Crítica | Azul é a Cor Mais Quente

A Por Guilherme Murayama

Azul é a Cor Mais Quente é um retrato sensível das paixões e descobertas do início da vida adulta. Portadora de uma narrativa poética e tocante, a obra conta a história da vida de Cleméntine, uma jovem de 15 anos que descobre o amor através de Emma, cujos cabelos são azuis. Diferente de quase tudo que saiu em 2013, ano em foi produzida, a HQ estabelece uma visão doce, afetiva e humana das questões mundanas.

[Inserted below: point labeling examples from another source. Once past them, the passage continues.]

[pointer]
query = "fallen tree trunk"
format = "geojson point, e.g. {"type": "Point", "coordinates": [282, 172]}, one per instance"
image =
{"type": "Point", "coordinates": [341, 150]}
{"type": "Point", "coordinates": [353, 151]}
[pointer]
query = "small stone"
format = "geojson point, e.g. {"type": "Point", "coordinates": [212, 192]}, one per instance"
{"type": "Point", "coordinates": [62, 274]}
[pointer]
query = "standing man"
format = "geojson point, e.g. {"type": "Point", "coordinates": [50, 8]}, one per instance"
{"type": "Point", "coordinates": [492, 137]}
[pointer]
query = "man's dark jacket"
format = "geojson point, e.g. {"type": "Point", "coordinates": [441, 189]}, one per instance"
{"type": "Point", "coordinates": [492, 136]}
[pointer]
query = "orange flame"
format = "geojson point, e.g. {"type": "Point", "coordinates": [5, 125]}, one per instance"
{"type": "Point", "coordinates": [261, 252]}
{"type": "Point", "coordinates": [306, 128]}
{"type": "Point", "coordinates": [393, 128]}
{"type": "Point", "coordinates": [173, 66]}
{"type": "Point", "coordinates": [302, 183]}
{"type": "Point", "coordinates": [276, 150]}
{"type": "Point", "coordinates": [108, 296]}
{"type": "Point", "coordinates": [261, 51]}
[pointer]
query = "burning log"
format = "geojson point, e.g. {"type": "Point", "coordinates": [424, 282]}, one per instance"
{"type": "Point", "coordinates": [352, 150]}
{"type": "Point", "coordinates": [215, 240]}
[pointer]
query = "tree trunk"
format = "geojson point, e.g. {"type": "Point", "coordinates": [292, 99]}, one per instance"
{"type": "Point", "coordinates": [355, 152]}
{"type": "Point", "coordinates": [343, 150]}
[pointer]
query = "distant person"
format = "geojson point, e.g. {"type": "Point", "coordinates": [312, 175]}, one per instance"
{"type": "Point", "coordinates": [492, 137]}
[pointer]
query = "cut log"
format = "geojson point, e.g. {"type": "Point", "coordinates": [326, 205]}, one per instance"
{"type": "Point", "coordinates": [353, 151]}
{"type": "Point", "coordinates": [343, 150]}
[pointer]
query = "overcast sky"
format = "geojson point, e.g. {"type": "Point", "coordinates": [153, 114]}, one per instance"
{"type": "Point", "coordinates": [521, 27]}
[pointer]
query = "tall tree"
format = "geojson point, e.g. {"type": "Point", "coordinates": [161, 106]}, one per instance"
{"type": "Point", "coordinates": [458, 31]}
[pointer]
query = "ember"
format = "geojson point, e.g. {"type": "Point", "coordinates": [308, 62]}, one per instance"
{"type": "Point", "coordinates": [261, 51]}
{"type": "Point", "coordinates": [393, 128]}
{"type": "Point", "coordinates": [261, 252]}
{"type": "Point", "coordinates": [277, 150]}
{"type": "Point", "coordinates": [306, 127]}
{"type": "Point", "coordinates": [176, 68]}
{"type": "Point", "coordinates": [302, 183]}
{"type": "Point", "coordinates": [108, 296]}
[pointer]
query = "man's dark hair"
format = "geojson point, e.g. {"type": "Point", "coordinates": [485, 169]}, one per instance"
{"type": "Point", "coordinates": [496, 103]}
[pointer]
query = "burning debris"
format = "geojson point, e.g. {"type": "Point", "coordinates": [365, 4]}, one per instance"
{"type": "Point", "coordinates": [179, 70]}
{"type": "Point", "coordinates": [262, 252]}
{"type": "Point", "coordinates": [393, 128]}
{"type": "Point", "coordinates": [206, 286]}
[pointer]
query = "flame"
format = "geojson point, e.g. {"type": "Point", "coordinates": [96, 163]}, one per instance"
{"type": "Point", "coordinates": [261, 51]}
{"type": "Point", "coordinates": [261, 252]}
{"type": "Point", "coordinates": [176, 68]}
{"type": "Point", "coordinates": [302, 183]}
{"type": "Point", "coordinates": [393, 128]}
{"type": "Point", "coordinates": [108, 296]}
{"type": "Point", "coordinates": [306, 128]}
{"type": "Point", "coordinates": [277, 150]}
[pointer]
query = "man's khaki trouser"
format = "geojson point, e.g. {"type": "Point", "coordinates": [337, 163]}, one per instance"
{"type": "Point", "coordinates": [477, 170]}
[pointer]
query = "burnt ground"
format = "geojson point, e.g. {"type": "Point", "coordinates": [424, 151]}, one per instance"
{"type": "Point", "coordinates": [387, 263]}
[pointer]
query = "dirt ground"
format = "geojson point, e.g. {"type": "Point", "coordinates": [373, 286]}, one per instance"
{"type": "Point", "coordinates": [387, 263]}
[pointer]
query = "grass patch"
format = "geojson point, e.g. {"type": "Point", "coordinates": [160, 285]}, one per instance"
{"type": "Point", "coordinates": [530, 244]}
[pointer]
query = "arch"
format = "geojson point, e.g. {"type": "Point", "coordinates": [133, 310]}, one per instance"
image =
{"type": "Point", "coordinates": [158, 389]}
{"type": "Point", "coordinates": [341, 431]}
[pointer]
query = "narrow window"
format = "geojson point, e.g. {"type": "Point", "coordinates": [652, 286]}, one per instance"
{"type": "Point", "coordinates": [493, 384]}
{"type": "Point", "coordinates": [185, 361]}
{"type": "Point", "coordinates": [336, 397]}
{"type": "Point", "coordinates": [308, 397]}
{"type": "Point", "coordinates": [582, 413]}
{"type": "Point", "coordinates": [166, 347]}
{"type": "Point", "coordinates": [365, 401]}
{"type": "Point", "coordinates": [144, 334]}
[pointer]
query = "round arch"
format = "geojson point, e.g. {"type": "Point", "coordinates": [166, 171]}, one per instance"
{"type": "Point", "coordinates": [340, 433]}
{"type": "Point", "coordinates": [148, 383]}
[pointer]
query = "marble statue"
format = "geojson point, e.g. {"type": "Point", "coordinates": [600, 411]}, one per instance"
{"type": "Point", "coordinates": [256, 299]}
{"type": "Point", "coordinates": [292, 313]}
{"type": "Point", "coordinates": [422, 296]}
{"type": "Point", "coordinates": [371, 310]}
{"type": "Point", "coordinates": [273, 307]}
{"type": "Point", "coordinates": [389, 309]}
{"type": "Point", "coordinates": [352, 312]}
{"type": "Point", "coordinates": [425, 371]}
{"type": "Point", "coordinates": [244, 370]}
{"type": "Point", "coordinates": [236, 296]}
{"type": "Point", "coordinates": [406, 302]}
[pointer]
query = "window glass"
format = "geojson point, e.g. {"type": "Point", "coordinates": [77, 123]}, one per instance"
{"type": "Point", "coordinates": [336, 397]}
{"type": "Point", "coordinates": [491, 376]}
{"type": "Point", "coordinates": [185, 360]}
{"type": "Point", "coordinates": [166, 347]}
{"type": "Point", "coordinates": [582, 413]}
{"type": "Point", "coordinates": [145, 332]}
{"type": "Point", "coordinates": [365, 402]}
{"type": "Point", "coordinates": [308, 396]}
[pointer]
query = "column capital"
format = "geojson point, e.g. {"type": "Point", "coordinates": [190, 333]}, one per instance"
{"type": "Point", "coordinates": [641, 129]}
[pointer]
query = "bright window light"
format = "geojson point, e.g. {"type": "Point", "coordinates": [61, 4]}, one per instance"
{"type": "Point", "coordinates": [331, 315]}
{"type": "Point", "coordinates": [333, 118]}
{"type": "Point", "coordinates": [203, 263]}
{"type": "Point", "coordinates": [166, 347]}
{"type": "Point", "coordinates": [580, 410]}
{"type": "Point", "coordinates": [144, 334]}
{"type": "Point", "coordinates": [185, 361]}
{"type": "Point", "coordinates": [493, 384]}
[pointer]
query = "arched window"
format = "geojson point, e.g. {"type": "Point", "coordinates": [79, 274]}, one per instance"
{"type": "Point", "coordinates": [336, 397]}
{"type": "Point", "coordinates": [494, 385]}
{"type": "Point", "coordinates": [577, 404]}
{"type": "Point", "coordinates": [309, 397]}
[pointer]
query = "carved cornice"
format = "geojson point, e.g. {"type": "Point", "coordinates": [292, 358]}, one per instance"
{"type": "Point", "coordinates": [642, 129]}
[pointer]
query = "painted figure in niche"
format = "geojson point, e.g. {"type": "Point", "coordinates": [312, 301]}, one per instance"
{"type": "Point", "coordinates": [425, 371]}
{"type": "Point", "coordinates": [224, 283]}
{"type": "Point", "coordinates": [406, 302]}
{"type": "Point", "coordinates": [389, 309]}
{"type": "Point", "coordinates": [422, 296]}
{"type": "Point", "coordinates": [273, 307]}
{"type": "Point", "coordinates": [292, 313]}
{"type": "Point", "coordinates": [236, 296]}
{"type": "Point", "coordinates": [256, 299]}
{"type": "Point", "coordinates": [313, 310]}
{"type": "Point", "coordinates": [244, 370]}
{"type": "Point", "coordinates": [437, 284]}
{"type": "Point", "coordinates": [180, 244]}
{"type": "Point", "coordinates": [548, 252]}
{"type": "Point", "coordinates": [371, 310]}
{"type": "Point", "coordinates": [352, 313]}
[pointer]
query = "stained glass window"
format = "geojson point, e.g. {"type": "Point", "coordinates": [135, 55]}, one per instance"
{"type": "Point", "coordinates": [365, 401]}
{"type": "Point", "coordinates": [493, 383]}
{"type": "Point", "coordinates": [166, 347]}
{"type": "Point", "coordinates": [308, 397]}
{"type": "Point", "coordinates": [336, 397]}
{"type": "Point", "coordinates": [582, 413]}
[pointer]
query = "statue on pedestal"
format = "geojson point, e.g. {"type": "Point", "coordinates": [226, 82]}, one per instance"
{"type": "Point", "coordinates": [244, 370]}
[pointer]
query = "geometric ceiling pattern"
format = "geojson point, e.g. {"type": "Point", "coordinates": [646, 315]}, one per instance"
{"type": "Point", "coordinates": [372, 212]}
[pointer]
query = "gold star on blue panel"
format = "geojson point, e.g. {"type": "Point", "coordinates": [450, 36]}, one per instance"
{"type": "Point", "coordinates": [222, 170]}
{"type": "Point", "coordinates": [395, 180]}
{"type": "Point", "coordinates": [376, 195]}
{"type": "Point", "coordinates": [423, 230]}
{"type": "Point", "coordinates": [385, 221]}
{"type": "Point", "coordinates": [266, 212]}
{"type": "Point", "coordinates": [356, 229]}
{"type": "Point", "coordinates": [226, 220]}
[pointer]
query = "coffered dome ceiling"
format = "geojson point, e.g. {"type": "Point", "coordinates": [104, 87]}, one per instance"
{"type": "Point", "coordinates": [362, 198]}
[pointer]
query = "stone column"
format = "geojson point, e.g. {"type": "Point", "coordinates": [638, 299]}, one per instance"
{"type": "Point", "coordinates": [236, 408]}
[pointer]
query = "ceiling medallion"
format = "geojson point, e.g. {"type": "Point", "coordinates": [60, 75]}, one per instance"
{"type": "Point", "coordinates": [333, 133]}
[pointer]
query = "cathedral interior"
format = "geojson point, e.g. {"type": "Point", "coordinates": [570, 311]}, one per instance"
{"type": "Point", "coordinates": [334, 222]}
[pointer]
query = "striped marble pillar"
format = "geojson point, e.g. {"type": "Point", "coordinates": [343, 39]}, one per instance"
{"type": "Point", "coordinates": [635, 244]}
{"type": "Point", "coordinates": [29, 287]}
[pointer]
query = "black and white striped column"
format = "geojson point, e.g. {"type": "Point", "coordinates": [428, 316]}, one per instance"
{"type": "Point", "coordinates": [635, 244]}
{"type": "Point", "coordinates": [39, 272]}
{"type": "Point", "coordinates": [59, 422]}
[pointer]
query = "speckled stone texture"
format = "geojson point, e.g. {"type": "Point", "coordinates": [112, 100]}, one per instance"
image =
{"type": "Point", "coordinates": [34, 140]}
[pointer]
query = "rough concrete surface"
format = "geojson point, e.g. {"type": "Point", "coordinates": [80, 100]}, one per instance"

Em meio à violência de um mundo conturbado, a maior qualidade da história consiste, justamente, na escolha de apresentar um mundo mais belo e cheio de nuances. Numa temática que por muitas vezes é forçada a mostrar o que há de pior, “Azul é a Cor Mais Quente” traz um pouco de luz sem deixar de ser realista.

Adaptada para o cinema por Abdellatif Kechiche (Venus Negra, 2010), a graphic novel começou a conquistar as livrarias de todo o mundo no final do último ano — em parte pela versão cinematográfica ter sido agraciada com a Palma de Ouro no Festival de Cannes. Diferente do que se vê nas telas, o quadrinho aborda a temática numa versão mais idealizada e construída do amor entre as protagonistas. Essa divergência resultou numa situação inusitada onde parte dos fãs da adaptação cinematográfica preferem o filme ao livro, o que de fato é explicável pelas diferenças entre as mensagens. Ao mesmo tempo, não é difícil encontrar os que leram primeiro a história nos quadrinhos e que relutam em aceitar a variante menos compassível e mais explícita que chegou aos cinemas pelas mãos do cineasta francês. Há inclusive reclamações das próprias atrizes e da autora em relação à exploração por parte de Kechiche, o diretor. Ainda que divergentes, a verdade é que, ao seu modo, ambas as histórias trazem um relato impressionante de um relacionamento tempestuoso e cativante.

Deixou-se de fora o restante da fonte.